Numa primeira fase, Ivanka Savic-Berglund comparou o cérebro de transexuais, neste caso homens que mudaram de sexo para serem mulheres, o cérebro de homens e de mulheres heterossexuais.

Antes deste trabalho, as hipóteses mais comuns assumiam uma diferenciação atípica do cérebro durante a gravidez devida à influência genética ou às hormonas da mãe, logo que o cérebro dos transexuais (homens que queriam ser mulheres) tinha características do cérebro da mulher.

Mas o que a investigadora descobriu é que o cérebro destes transexuais é mais semelhantes ao dos homens heterossexuais do estudo do que ao das mulheres heterossexuais. As diferenças encontradas nos cérebros transexuais, são diferenças em relação aos outros dois grupos e não uma semelhança com o cérebro das mulheres.

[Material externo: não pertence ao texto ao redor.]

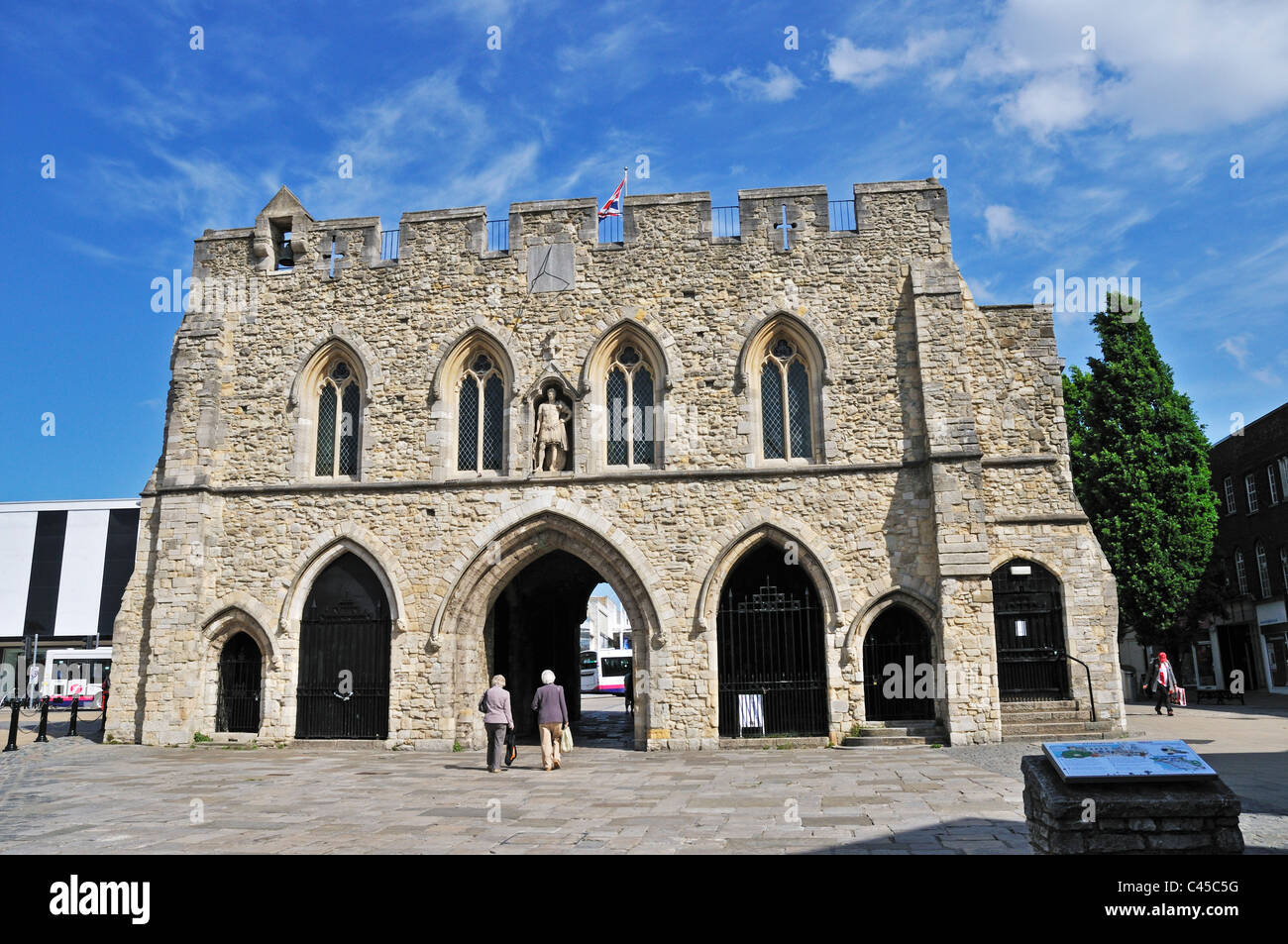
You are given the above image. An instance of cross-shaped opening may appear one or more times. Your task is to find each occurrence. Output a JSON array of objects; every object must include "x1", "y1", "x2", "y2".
[{"x1": 774, "y1": 203, "x2": 796, "y2": 253}]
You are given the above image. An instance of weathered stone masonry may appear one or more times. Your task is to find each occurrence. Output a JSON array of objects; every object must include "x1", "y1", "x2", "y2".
[{"x1": 108, "y1": 180, "x2": 1124, "y2": 750}]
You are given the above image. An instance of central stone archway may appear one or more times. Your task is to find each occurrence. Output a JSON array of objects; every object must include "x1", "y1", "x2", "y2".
[{"x1": 434, "y1": 510, "x2": 662, "y2": 750}]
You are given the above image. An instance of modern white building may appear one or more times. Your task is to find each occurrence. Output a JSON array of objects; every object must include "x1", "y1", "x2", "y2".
[
  {"x1": 581, "y1": 595, "x2": 631, "y2": 652},
  {"x1": 0, "y1": 498, "x2": 139, "y2": 694}
]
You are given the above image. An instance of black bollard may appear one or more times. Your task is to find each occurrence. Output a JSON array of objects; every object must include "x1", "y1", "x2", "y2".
[
  {"x1": 0, "y1": 698, "x2": 22, "y2": 754},
  {"x1": 36, "y1": 695, "x2": 49, "y2": 744}
]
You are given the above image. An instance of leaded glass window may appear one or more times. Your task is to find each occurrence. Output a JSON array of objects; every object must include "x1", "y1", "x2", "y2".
[
  {"x1": 760, "y1": 338, "x2": 814, "y2": 460},
  {"x1": 456, "y1": 352, "x2": 505, "y2": 472},
  {"x1": 313, "y1": 361, "x2": 362, "y2": 475},
  {"x1": 604, "y1": 343, "x2": 660, "y2": 467},
  {"x1": 1256, "y1": 541, "x2": 1270, "y2": 600}
]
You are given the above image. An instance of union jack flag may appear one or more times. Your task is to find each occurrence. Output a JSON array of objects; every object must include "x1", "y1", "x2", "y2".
[{"x1": 599, "y1": 171, "x2": 626, "y2": 219}]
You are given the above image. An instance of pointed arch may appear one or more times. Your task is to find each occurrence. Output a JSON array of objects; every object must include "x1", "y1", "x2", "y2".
[
  {"x1": 429, "y1": 496, "x2": 675, "y2": 648},
  {"x1": 429, "y1": 314, "x2": 528, "y2": 403},
  {"x1": 841, "y1": 584, "x2": 940, "y2": 664},
  {"x1": 429, "y1": 498, "x2": 674, "y2": 750},
  {"x1": 200, "y1": 592, "x2": 280, "y2": 667},
  {"x1": 286, "y1": 322, "x2": 385, "y2": 411},
  {"x1": 197, "y1": 592, "x2": 282, "y2": 731},
  {"x1": 430, "y1": 317, "x2": 516, "y2": 477},
  {"x1": 287, "y1": 325, "x2": 383, "y2": 480},
  {"x1": 734, "y1": 306, "x2": 834, "y2": 391},
  {"x1": 580, "y1": 318, "x2": 675, "y2": 472},
  {"x1": 278, "y1": 522, "x2": 416, "y2": 634},
  {"x1": 579, "y1": 308, "x2": 684, "y2": 395},
  {"x1": 691, "y1": 515, "x2": 850, "y2": 635},
  {"x1": 735, "y1": 310, "x2": 836, "y2": 467}
]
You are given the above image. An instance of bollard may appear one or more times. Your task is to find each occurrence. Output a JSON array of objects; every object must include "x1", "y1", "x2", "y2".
[
  {"x1": 36, "y1": 695, "x2": 49, "y2": 744},
  {"x1": 0, "y1": 698, "x2": 22, "y2": 754}
]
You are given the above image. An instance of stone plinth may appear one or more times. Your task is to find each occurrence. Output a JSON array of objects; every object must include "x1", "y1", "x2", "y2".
[{"x1": 1020, "y1": 756, "x2": 1243, "y2": 855}]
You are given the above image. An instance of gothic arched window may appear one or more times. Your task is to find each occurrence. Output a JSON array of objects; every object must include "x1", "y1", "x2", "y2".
[
  {"x1": 604, "y1": 342, "x2": 660, "y2": 467},
  {"x1": 1256, "y1": 541, "x2": 1270, "y2": 600},
  {"x1": 760, "y1": 336, "x2": 814, "y2": 460},
  {"x1": 313, "y1": 358, "x2": 362, "y2": 475},
  {"x1": 456, "y1": 352, "x2": 505, "y2": 472}
]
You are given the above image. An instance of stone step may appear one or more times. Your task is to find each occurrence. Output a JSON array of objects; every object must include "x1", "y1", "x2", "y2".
[
  {"x1": 841, "y1": 734, "x2": 947, "y2": 747},
  {"x1": 1002, "y1": 711, "x2": 1091, "y2": 725},
  {"x1": 849, "y1": 721, "x2": 941, "y2": 738},
  {"x1": 1002, "y1": 731, "x2": 1121, "y2": 743},
  {"x1": 1002, "y1": 718, "x2": 1115, "y2": 737}
]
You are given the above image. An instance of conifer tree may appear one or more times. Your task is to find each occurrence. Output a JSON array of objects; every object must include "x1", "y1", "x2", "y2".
[{"x1": 1064, "y1": 296, "x2": 1218, "y2": 648}]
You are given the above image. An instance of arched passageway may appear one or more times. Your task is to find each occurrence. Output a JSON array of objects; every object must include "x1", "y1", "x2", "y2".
[
  {"x1": 295, "y1": 553, "x2": 390, "y2": 741},
  {"x1": 215, "y1": 632, "x2": 263, "y2": 734},
  {"x1": 863, "y1": 604, "x2": 939, "y2": 721},
  {"x1": 993, "y1": 559, "x2": 1069, "y2": 702},
  {"x1": 716, "y1": 540, "x2": 828, "y2": 738}
]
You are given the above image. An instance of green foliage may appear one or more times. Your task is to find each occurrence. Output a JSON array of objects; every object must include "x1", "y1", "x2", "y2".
[{"x1": 1064, "y1": 294, "x2": 1218, "y2": 645}]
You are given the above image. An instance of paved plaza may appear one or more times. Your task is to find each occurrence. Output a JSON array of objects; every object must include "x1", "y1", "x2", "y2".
[{"x1": 0, "y1": 696, "x2": 1288, "y2": 855}]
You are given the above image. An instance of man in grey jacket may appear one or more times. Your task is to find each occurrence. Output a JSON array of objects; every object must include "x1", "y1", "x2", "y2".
[
  {"x1": 532, "y1": 669, "x2": 568, "y2": 770},
  {"x1": 480, "y1": 675, "x2": 514, "y2": 774}
]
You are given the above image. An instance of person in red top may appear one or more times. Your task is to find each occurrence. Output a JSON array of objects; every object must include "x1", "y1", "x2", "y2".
[{"x1": 1150, "y1": 652, "x2": 1177, "y2": 715}]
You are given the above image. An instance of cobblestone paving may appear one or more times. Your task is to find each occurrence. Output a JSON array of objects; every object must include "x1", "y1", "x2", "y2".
[
  {"x1": 0, "y1": 739, "x2": 1027, "y2": 854},
  {"x1": 0, "y1": 689, "x2": 1288, "y2": 855}
]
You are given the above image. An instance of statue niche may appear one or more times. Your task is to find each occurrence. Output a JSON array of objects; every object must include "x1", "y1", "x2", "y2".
[{"x1": 532, "y1": 383, "x2": 572, "y2": 473}]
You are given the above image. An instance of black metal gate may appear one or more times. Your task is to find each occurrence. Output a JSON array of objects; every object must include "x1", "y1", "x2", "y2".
[
  {"x1": 863, "y1": 606, "x2": 939, "y2": 721},
  {"x1": 716, "y1": 579, "x2": 827, "y2": 738},
  {"x1": 295, "y1": 600, "x2": 389, "y2": 739},
  {"x1": 993, "y1": 561, "x2": 1069, "y2": 702},
  {"x1": 215, "y1": 632, "x2": 262, "y2": 734}
]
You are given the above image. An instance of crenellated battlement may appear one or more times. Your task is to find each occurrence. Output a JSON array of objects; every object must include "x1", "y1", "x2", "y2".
[{"x1": 194, "y1": 179, "x2": 950, "y2": 277}]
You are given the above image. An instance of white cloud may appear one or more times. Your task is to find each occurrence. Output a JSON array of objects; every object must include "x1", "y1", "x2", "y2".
[
  {"x1": 984, "y1": 203, "x2": 1027, "y2": 246},
  {"x1": 827, "y1": 30, "x2": 953, "y2": 89},
  {"x1": 1218, "y1": 335, "x2": 1249, "y2": 369},
  {"x1": 1001, "y1": 71, "x2": 1095, "y2": 141},
  {"x1": 720, "y1": 61, "x2": 802, "y2": 102},
  {"x1": 965, "y1": 0, "x2": 1288, "y2": 139}
]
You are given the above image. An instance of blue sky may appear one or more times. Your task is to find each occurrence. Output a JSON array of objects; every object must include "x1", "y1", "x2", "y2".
[{"x1": 0, "y1": 0, "x2": 1288, "y2": 501}]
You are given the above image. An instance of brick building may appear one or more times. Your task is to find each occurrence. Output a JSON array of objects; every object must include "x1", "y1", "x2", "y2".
[{"x1": 108, "y1": 180, "x2": 1122, "y2": 750}]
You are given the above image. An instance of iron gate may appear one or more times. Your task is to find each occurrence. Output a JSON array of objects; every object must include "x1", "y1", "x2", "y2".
[
  {"x1": 215, "y1": 632, "x2": 261, "y2": 734},
  {"x1": 716, "y1": 580, "x2": 827, "y2": 738},
  {"x1": 863, "y1": 606, "x2": 937, "y2": 721},
  {"x1": 993, "y1": 562, "x2": 1069, "y2": 702},
  {"x1": 295, "y1": 600, "x2": 389, "y2": 741}
]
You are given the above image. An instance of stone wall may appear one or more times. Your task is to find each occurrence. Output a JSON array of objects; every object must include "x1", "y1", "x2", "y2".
[{"x1": 108, "y1": 181, "x2": 1122, "y2": 748}]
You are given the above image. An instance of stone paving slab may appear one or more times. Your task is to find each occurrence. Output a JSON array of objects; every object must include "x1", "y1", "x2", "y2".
[
  {"x1": 0, "y1": 689, "x2": 1288, "y2": 855},
  {"x1": 0, "y1": 738, "x2": 1027, "y2": 855}
]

Ivanka Savic-Berglund lembrou que o cérebro é plástico e dinâmico – Vera Novais/Observador

Se a estrutura do cérebro destes transexuais é equivalente à dos homens heterossexuais então a diferença pode estar noutro sítio. Visto que a disforia de género é caracterizada pelo desconforto com as características sexuais secundárias então a diferença poderia estar na perceção do eu e do próprio corpo. E foi este o caminho que a investigadora seguiu.

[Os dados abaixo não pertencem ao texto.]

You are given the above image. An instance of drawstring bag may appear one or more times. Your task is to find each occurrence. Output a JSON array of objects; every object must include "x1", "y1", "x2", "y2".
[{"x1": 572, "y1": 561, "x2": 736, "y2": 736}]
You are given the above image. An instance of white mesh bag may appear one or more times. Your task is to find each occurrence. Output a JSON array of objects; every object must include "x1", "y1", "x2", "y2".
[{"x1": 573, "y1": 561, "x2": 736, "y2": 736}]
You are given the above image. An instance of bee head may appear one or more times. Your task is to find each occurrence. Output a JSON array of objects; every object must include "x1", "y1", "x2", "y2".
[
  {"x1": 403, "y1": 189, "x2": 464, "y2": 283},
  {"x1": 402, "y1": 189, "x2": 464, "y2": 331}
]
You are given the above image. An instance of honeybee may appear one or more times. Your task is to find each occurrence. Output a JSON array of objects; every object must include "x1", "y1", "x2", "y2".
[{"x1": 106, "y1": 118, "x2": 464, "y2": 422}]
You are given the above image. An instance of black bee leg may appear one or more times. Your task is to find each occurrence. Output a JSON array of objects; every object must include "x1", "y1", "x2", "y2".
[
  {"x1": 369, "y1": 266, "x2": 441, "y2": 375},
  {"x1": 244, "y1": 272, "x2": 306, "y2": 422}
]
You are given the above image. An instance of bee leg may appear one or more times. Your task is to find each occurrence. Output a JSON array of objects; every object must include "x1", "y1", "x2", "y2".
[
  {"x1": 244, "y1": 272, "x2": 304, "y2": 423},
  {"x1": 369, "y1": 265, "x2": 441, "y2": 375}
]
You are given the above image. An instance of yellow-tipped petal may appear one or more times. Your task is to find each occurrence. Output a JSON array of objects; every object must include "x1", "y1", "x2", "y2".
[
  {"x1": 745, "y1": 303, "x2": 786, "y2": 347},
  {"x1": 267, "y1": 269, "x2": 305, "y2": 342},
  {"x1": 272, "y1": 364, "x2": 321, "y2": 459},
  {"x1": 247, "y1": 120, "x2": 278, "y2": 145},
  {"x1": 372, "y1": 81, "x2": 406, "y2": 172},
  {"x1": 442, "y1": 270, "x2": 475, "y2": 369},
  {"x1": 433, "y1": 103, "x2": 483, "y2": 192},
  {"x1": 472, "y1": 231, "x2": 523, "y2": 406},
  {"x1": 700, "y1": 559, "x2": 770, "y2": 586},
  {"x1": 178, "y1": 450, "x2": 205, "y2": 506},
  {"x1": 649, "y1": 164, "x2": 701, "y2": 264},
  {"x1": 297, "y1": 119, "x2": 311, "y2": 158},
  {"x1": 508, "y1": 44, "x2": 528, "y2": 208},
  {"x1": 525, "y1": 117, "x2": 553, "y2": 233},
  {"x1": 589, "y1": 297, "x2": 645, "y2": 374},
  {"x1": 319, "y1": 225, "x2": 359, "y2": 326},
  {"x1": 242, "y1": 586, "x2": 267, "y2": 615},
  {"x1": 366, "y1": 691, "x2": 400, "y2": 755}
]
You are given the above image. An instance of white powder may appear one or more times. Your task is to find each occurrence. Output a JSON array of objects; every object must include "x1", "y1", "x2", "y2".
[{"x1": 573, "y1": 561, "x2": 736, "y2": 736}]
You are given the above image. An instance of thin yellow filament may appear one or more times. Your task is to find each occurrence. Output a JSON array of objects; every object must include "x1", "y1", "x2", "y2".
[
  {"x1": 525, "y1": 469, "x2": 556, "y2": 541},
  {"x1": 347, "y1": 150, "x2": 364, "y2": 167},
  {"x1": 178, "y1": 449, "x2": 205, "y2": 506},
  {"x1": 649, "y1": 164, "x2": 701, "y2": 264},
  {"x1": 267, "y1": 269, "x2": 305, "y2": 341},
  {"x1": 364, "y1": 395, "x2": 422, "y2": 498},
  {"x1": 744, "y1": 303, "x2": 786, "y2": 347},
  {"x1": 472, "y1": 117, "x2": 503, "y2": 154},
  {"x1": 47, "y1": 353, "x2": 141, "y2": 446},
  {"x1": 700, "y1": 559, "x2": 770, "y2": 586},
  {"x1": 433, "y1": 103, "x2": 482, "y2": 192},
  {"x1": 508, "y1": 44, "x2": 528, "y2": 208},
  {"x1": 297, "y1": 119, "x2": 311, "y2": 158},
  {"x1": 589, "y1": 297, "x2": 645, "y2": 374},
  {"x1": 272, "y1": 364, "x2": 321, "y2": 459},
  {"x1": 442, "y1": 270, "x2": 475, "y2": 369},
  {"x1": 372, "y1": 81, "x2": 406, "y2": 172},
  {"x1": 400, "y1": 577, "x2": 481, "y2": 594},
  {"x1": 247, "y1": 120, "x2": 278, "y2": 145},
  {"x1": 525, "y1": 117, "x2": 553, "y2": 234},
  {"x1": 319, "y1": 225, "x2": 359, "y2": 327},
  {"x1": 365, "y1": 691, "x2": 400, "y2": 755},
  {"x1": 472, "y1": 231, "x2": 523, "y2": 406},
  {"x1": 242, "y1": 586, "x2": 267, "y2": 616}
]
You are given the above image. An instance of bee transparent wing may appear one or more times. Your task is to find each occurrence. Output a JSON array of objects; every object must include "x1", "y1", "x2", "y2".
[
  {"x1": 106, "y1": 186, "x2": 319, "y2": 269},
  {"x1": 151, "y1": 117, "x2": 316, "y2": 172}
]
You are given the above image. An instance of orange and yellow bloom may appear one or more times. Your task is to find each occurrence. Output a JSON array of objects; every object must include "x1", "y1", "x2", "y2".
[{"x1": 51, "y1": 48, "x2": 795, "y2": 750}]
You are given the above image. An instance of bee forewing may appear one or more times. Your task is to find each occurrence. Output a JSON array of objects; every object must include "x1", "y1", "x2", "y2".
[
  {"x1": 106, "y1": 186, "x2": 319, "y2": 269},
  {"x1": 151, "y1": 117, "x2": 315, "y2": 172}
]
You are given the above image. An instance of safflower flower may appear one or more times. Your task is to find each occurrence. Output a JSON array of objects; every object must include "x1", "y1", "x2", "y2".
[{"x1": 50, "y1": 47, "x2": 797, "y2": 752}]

A perceção que uma pessoa tem do próprio corpo – como o reconhecimento da cara e do corpo – e a perceção do eu, em termos psicológicos, são resultado de diferentes redes neuronais, mas, regra geral, há uma interação entre estes dois centros de perceção. É assim para homens e mulheres heterossexuais, mas não parece ser o caso para transexuais.

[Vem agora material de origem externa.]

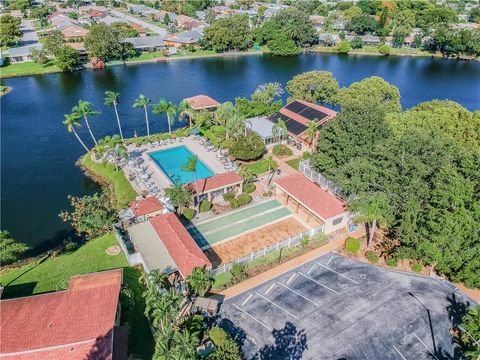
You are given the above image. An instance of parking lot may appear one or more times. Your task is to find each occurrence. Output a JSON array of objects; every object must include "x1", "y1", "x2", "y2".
[{"x1": 220, "y1": 253, "x2": 473, "y2": 360}]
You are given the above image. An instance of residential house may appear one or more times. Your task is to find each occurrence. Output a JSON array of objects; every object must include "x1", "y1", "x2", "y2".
[
  {"x1": 268, "y1": 99, "x2": 337, "y2": 149},
  {"x1": 0, "y1": 269, "x2": 128, "y2": 360},
  {"x1": 163, "y1": 31, "x2": 202, "y2": 47}
]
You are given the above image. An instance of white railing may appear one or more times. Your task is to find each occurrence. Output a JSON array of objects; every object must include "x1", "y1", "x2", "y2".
[
  {"x1": 210, "y1": 225, "x2": 324, "y2": 276},
  {"x1": 298, "y1": 160, "x2": 348, "y2": 200}
]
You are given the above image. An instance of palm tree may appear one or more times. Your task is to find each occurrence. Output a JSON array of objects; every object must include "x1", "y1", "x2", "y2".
[
  {"x1": 305, "y1": 119, "x2": 318, "y2": 148},
  {"x1": 350, "y1": 194, "x2": 390, "y2": 247},
  {"x1": 153, "y1": 99, "x2": 178, "y2": 135},
  {"x1": 272, "y1": 118, "x2": 287, "y2": 143},
  {"x1": 182, "y1": 156, "x2": 200, "y2": 205},
  {"x1": 177, "y1": 100, "x2": 192, "y2": 127},
  {"x1": 185, "y1": 267, "x2": 213, "y2": 296},
  {"x1": 133, "y1": 95, "x2": 151, "y2": 139},
  {"x1": 63, "y1": 114, "x2": 90, "y2": 153},
  {"x1": 105, "y1": 91, "x2": 123, "y2": 141},
  {"x1": 72, "y1": 100, "x2": 100, "y2": 145}
]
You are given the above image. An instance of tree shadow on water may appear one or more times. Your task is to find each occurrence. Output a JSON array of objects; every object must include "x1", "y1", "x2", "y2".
[{"x1": 256, "y1": 322, "x2": 308, "y2": 360}]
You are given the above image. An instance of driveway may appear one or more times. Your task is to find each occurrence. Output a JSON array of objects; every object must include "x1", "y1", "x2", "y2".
[
  {"x1": 110, "y1": 9, "x2": 167, "y2": 36},
  {"x1": 19, "y1": 20, "x2": 38, "y2": 46},
  {"x1": 220, "y1": 253, "x2": 474, "y2": 360}
]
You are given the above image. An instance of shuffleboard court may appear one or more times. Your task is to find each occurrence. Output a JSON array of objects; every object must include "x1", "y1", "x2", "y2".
[
  {"x1": 188, "y1": 200, "x2": 292, "y2": 248},
  {"x1": 196, "y1": 200, "x2": 281, "y2": 233}
]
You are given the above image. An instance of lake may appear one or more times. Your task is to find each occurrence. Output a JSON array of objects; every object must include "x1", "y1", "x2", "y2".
[{"x1": 0, "y1": 54, "x2": 480, "y2": 251}]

A equipa de Ivanka Savic-Berglund comparou transexuais (mulheres cujo género é masculino) com homens e mulheres heterossexuais e verificou que os transexuais têm menos conexões entre a perceção do corpo e a autoperceção. Ao verem imagens do seu próprio corpo com o sexo com que nasceram e manipuladas com o sexo que desejavam ter, identificavam-se com mais com as imagens manipuladas do que com as reais.

Estudar se este padrão acontece noutros grupos com disforia sexual, perceber se são características inatas ou adquiridas e analisar se os tratamentos hormonais e cirúrgicos podem alterar esta conectividade são algumas das áreas que podem vir a ser estudadas no futuro.